= Trystan Edwards =

Welsh architectural critic and town planner (1884-1973)

Arthur Trystan Edwards (10 November 1884 – 30 January 1973) was a Welsh architectural critic, town planner and amateur cartographer. He was a noted critic of the garden city movement.

Born in Merthyr Tydfil, he was educated at Clifton College, Bristol, and Hertford College, Oxford. He studied under the architect Sir Reginald Blomfield as an articled pupil from 1907 and was enrolled at the Liverpool School of Architecture's department of civic design from 1911 to 1913. In 1913 he returned to London and worked for the firm of Richardson and Gill; during this period his first architectural criticism was published in the Architects' and Builders' Journal.
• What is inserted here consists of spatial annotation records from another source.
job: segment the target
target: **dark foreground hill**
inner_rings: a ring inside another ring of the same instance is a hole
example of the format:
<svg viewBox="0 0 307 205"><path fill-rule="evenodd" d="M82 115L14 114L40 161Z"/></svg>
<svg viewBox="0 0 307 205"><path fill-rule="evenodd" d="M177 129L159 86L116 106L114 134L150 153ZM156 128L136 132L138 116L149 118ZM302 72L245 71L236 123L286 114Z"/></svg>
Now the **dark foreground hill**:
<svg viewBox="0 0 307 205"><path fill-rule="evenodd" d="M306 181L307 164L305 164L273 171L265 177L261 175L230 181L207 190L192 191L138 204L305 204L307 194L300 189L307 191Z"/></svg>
He served in the Royal Navy from 1915 to 1918 and continued his involvement with the Navy into peacetime, serving for twelve years in the Royal Naval Volunteer Reserve.

At the close of World War I Edwards joined the Ministry of Health and resumed his architectural criticism. The Things which are Seen: a Revaluation of the Visual Arts was published in 1921 and Good and Bad Manners in Architecture, which is considered to be his best work, in 1924. John Betjeman noted that the latter work was "the first book to draw attention after the Great War to Regency architecture and to deplore the destruction of Nash's Regent Street." In 1933 Edwards founded the Hundred New Towns Association, which was ultimately unsuccessful in its aims. In 1953 he published A New Map of the World, in which he proposed his "homalographic" projection.